AI Evals, Without the Jargon: How We’re Keeping Our Agents Honest at our Agency

·Sep 19, 2025·

6 min read

Cover Image for AI Evals, Without the Jargon: How We’re Keeping Our Agents Honest at our Agency

When we started rolling out voice and chat agents at Hillflare, it felt like opening a thousand tabs at once. Every new client, every script, every accent, every “quick tweak” to a prompt multiplied the ways things could go right… or sideways. Reading random transcripts and saying “looks good” wasn’t going to scale. We needed a way to prove our agents behaved the way we expect—today, tomorrow, and after the next model/prompt/tooling change.

That’s where evals come in. Here’s the simple version and exactly how we’re using them at Hillflare.

What’s an “eval,” in plain language?

An eval is a repeatable check that measures whether an AI system behaves the way your team expects. Think of it like a regression test + report card for your agent:

We encode expectations (what “good” looks like) into datasets, prompts, rubrics, or automated tests.
We rerun those checks whenever anything changes—model version, prompt, RAG settings, tools, guardrails.
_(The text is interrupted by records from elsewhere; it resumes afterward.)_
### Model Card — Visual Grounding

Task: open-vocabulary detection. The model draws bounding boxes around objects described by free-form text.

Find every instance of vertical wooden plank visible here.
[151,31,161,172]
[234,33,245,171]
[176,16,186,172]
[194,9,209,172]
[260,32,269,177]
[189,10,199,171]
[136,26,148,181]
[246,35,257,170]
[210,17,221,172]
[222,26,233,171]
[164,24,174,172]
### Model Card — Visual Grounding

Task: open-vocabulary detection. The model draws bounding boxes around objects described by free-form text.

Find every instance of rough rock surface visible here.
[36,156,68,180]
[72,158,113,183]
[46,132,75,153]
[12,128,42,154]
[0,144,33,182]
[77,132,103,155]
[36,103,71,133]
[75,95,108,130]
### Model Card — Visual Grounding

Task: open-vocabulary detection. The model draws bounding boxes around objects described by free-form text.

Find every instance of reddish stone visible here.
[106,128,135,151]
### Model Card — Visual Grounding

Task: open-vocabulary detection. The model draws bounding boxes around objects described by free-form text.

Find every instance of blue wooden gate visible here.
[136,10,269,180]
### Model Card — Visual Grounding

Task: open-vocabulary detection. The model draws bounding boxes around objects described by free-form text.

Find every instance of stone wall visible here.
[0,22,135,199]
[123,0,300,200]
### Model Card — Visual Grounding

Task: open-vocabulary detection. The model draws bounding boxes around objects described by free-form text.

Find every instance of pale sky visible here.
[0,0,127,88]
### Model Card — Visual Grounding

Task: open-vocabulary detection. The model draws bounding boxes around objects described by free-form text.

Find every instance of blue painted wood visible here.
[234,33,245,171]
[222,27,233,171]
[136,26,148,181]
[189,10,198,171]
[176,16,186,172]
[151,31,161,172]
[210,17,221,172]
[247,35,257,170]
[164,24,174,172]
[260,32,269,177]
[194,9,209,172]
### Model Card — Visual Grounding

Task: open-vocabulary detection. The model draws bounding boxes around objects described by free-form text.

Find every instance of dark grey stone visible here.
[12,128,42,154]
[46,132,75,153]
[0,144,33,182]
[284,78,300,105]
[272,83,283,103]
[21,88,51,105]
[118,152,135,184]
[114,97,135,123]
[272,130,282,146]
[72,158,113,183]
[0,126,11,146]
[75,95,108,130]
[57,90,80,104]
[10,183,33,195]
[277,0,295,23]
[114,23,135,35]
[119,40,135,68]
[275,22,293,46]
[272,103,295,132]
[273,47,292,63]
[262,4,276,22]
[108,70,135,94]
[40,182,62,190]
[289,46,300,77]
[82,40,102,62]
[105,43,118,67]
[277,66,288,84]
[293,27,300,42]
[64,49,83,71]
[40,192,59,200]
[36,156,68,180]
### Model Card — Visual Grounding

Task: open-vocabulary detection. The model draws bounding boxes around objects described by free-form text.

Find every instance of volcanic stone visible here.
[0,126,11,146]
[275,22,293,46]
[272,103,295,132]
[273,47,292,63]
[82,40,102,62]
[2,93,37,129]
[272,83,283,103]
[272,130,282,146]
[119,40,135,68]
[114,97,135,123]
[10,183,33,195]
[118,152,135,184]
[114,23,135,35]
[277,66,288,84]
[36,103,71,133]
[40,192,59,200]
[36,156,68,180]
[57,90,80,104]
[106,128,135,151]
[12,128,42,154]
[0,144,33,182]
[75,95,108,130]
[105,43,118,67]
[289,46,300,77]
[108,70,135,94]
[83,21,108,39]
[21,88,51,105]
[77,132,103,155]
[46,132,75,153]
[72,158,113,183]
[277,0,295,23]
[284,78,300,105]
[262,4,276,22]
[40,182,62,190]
Instead of “I skimmed a few calls and vibes are positive,” we get: “Pass rate is 92% on 250 representative cases; tone/compliance stayed flat; accuracy improved +7% week-over-week.”

Why this matters (right now)

We ship fast. Prompts and configs change weekly (sometimes daily). Evals catch regressions before customers do.
Leaders want proof, not vibes. Scored examples and trend charts move conversations with PMs/CFOs from subjective to objective.
Safety & compliance expectations are rising. For regulated or sensitive use cases, a well-instrumented eval story is table stakes.

What a useful eval looks like (The Hillflare Way)

A representative dataset Ours comes from real life: Spanish/English calls, WhatsApp threads, poor connections, regional slang, edge cases like “I’m allergic to X” or “Can I pay in installments?” If your dataset doesn’t look like production, your scores are fantasy.
Clear success criteria We define “good” across dimensions like Accuracy, Tone, Compliance/Policy, Task Completion, and Escalation Hygiene (did the agent hand off smoothly?). Ambiguity in the rubric = noisy results.
Scoring mechanics that mirror reality
- Deterministic checks for things like required disclaimers, price formats, phone number validation.
- Human reviewers to anchor what “good” actually is.
- LLM judges (grading prompts) only after we calibrate them to agree with trusted human scores.
Feedback loops We log every run, push to a simple dashboard, and review low-scoring traces in weekly “tape review.” When customer behavior shifts (new promos, new scripts), we refresh the dataset and update the rubric.

How evals show up at each stage

1) Research & Design

Early on, we sample 10–20 transcripts a week. This surfaces brittle prompts (“agent panics when user code-switches”), missing context (“no pricing for the new package”), and unexpected questions. These learnings go straight into our product notes and onboarding for reviewers.

2) Development & Tuning

As prompts/models/toolchains evolve, we run evals on a golden set. Passing the suite becomes a gate to merge or deploy. We A/B candidate prompts against the same set to pick winners on data, not gut.

3) Launch & Guardrails

Before a release, we define thresholds (e.g., ≥95% accuracy, ≤X% improper refusals, no regressions vs baseline). After launch, online scoring and user feedback stream back into the dashboard. If a metric dips, alerts fire and we investigate.

4) Continuous Improvement

We version datasets, rubrics, and scoring scripts in Git. Low-scoring production traces feed an annotation queue to keep the golden set fresh. Over time, this flywheel keeps agents aligned with the business.

Build your first eval (our quick-start checklist)

Sample real conversations (10–50). Mark where the agent nailed it, missed context, or broke policy.
Draft a lightweight rubric. Two columns: Success criteria and What “fail” looks like, plus a few examples.
Do a manual scoring pass. Have your PM/SME rate each item; capture notes next to scores.
Automate the obvious. Regex/structured checks for disclaimers, formats, tool usage, escalation phrases.
Add an LLM judge. Encode the rubric in a grading prompt and tweak until the model agrees with humans on a small calibration set.
Version everything. Put the dataset, rubric, and scoring scripts in source control. Rerun on every meaningful change.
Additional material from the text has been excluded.